They come to a door at the end of the hall. Jonathan shoulders it open with some difficulty, pulling Jonah in after him. Jonah enjoys his workroom, most days. Suspects he will continue enjoying it — except for the way his throat constricts at the sight of the long, smooth wooden table in the center of the room, the stand beside it, gleaming metal tools already laid out across its surface. The only thing that’s missing, Jonah muses, bitter and excited and anxious and choked, is the body.

By the time Jonathan hefts Jonah up to sit on the edge of the table, Jonah has lost the ability to bend either leg at the hip. His arms feel clumsy and slow. Jonathan pushes gently at his shoulders, helps him lie back, stretching him out across the table. He cups the back of Jonah’s head in his palm, guides it on the way down. Jonah wonders if it’s truly necessary. But the muscles in his abdomen fail to support his weight as Jonathan presses him down, his belly and sides remaining soft and loose where they should be hard and tight — and Jonah realizes, _yes_ : it most certainly is.

Jonathan lays his head against the table with just enough gentle kindness to be practical. He moves down Jonah’s body, lifts his legs under the knees to lay them out flat, too. Arranges him neatly. Jonah can feel the chill of the table through his clothing, but when he tries to squirm, his body merely twitches. He can feel Jonathan’s hands on him, warm and practiced, but nothing happens when he tries to push into them.
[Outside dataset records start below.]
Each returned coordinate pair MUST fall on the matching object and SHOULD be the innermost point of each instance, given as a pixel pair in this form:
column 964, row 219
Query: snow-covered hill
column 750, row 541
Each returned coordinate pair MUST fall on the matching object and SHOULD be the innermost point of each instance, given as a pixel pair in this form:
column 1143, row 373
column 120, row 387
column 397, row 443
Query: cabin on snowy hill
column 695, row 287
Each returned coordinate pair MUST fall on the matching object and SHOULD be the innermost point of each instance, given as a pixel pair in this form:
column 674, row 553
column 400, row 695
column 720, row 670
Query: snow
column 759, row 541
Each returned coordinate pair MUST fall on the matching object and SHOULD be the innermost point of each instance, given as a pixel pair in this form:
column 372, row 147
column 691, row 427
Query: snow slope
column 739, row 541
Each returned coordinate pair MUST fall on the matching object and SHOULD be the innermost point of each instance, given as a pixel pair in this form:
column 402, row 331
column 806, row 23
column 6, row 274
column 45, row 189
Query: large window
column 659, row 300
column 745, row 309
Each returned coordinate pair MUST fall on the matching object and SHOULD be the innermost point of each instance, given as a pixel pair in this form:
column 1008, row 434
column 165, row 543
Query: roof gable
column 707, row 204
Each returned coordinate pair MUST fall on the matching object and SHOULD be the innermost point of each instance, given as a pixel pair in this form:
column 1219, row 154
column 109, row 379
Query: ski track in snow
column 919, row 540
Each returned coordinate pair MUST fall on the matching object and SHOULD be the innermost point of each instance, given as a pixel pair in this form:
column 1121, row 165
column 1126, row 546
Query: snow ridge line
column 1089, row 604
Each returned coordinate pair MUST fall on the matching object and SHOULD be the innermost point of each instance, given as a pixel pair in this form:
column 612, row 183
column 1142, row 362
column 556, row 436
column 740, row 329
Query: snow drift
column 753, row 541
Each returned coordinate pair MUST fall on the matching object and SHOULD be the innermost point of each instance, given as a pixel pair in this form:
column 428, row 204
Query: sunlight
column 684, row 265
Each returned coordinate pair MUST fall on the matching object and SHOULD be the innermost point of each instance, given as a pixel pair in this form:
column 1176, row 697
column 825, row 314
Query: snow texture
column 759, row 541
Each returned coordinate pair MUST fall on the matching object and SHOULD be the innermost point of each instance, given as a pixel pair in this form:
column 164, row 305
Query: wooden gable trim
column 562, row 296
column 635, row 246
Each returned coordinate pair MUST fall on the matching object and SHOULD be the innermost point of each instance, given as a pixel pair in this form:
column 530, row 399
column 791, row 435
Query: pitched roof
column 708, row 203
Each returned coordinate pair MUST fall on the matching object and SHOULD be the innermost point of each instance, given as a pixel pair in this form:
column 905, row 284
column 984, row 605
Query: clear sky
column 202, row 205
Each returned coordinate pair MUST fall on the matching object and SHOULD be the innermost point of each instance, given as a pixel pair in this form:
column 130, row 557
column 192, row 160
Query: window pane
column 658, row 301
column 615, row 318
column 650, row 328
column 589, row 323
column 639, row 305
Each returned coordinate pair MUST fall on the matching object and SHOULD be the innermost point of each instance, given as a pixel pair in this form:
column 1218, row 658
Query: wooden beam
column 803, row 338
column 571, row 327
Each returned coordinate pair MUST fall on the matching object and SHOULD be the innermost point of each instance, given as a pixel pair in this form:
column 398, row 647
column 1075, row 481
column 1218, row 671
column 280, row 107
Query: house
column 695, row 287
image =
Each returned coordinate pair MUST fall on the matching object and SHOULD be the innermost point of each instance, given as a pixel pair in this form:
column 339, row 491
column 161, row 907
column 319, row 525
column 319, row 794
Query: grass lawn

He can still wiggle his fingers. And he can still follow Jonathan’s movements with his eyes, with slow, deliberate movements of his head.

“Your breathing should begin to slow, soon,” Jonathan says. He stands at the end of the table, bends over it slightly to begin removing Jonah’s boots. “Your eyes will be the last of you to go,” he continues, plain and pragmatic, even as he strokes the inside of Jonah’s ankle, “You will either blink yourself into darkness… or I will have to close your eyes for you. Knowing you, I’m sure it’ll be the latter.”

Jonah is sure, too. He watches as Jonathan pulls his boots off, places them out of the way beneath the table. He touches Jonah on the shin when he straightens back up, drags his fingers up to his knee, stops. Jonah feels it — he _feels_ it, that light tickle, the zing in his gut — but he can’t lift his leg, can’t bend his knee. Can’t invite, can’t reject.

His breathing has, indeed, begun to grow shallow.

Jonathan moves away from him, takes something from the tray of instruments at his side. Comes back with surgical scissors dangling from his fingers.

“Is speech beyond you?” Jonathan asks. He braces a hand on the table near Jonah’s head, leans over him to better see Jonah’s face.

Jonah suspects it isn’t. Beyond him. Not just yet — but the thought of opening his mouth, projecting sound, and finding that he cannot form the words he wants, cannot control the movements of his throat or his tongue, fills him with such strong, sinking dread that he cannot bring himself to try. He blinks, instead, relieved that he still can. Narrows his eyes up at Jonathan’s impassive expression.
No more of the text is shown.